Utilizing a design framework throughout the development of your course provides benefits for both students and faculty. Course design frameworks establish consistency in design while providing a model to follow throughout development and while teaching, enabling the integration of pedagogical best practices throughout each element of your course. In short, course design frameworks make your course the best it can be, enhance the student experience, and streamline the teaching experience for faculty.
Learn about a few of the frameworks and practices in use at Montclair State below and the benefits they offer you and your students.
Backwards Design: Designing With Goals in Mind
A student’s learning journey in your course concludes with their achievement of goals defined by you at the start of the semester. What concepts should be mastered, and how do we facilitate that mastery? The path to achieving those goals typically entails students’ active engagement with course materials, activities, discussions, assessments and much more.
The backwards course design model helps you facilitate your students’ learning journey by planning every aspect of your course around your course goals. The lectures you plan, the activities and assessments you design, and the way you organize your content should be inspired by (and align with) these learning goals to help students achieve them.
Wiggins and McTighe’s Understanding by Design (UbD) framework follows a “backwards” design approach. They recommend you start by defining your course goals and learning outcomes (LOs). You then determine learning assessments. What evidence is needed to confirm students met LOs? Lastly, you design learning activities. How can students develop LOs? Consider ways to structure, chunk, and present content. Regardless of the modality you teach in, all activities, content and assessments should connect back to what you want your students to know or do as a result of your course.
The diagram below illustrates an example of the alignment between course goals, learning objectives and learning outcomes for a course. Take a look at more details about this course and the assignments: The Sociology of Cyberspace
Montclair’s OCIA Course Design Model
The OCIA Course Design model supports a social, interaction-embedded approach to course design and development and uses learning modules to structure the course in Canvas. Although this is particularly helpful for online and hybrid courses, students appreciate the structure this offers when taking in person courses as well. The OCIA model establishes consistency in the way learning modules are designed and content is presented to your students. This reduces confusion and guesswork by students on where to find various resources and assignments in Canvas. Montclair State has developed and continues to improve a course template based on this approach.
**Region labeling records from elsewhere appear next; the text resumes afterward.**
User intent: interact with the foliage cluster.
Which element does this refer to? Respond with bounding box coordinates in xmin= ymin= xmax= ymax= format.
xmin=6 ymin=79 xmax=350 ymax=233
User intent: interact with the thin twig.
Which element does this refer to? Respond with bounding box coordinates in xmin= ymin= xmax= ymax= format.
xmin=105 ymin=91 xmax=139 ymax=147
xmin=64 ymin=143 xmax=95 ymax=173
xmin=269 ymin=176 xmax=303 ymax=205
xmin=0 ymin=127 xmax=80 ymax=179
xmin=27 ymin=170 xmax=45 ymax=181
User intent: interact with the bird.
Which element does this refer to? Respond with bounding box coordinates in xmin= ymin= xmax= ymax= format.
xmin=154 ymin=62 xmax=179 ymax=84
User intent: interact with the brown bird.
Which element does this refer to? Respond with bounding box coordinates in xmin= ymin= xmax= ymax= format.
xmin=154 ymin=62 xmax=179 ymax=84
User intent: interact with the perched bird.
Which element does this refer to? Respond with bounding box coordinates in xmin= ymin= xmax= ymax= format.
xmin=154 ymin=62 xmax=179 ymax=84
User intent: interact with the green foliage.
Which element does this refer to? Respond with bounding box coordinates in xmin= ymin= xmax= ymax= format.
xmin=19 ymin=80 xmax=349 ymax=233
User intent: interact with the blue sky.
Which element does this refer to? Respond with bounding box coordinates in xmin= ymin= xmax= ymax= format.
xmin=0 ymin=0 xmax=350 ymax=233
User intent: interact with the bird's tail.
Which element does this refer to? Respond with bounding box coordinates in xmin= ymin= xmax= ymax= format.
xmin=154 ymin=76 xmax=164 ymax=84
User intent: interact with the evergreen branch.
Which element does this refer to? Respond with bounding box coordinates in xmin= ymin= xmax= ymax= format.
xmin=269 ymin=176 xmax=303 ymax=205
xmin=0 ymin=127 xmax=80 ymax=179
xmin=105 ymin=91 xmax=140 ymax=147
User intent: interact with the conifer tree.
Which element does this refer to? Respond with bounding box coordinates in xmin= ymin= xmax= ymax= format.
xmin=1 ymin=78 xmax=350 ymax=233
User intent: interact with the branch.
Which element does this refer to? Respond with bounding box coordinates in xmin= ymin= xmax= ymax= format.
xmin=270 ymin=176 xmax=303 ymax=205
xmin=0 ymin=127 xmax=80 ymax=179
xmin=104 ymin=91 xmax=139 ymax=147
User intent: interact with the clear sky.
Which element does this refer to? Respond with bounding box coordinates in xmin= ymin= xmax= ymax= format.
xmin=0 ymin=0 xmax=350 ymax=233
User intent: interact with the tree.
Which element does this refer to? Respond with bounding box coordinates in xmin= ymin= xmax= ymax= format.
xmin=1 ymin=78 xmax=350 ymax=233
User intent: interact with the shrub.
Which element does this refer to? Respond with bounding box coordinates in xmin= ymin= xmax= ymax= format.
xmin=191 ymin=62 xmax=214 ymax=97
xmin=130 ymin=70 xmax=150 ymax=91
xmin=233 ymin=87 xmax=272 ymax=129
For more details, please visit our OCIA Course Design Model page.
Universal Design for Learning
Universal Design for Learning (UDL) is a set of principles for curriculum development that give all individuals equal opportunities to learn. These principles are helpful to consider when designing courses.
The 3 Principles of Universal Design for Learning (UDL) are:
Learners differ in the ways they perceive and comprehend information. Three examples on how to provide multiple means of representation are the following:
- Present course material in multiple media, such as a combination of written work (articles, textbook chapters, etc.) and multimedia (video lectures, relevant YouTube content, TED Talks, etc.).
- Provide alternative text descriptions (alt text) to accompany diagrams and other images.
- Ensure all multimedia content is accurately captioned.
Learners differ in the ways they can navigate a learning environment and express what they know. Three examples on how to provide multiple means of action and expression are the following:
- Vary the means in which students demonstrate competency and achievement of learning outcomes. Do not rely solely on one assessment method.
- Enable opportunities for students to reflect on their learning experiences and receive feedback on performance and progress towards learning goals.
- Leverage instructional technologies such as Perusall, Flipgrid, VoiceThread, and other spaces where students can express competencies in varied ways while gaining experience using different technologies.
Learners differ in the ways they can be engaged or motivated to learn. Three examples of how to provide multiple means of engagement are the following:
- Consider incorporating projects where students can select one of the multiple avenues of completion (i.e. options to either deliver a presentation or compose a paper)
- Encourage students to contribute individual learning goals of their own to achieve during the semester.
- Incorporate individual, pair, small group, and large group activities.
- CAST (2018). Universal Design for Learning Guidelines version 2.2. Retrieved from http://udlguidelines.cast.org
- “Standards from the Quality Matters Higher Education Rubric, Sixth Edition. Quality Matters. Retrieved from Specific Review Standards from the QM Higher Education Rubric, Sixth Edition
- Wiggins, G. & McTighe, J. (2005). Understanding by Design. ASCD.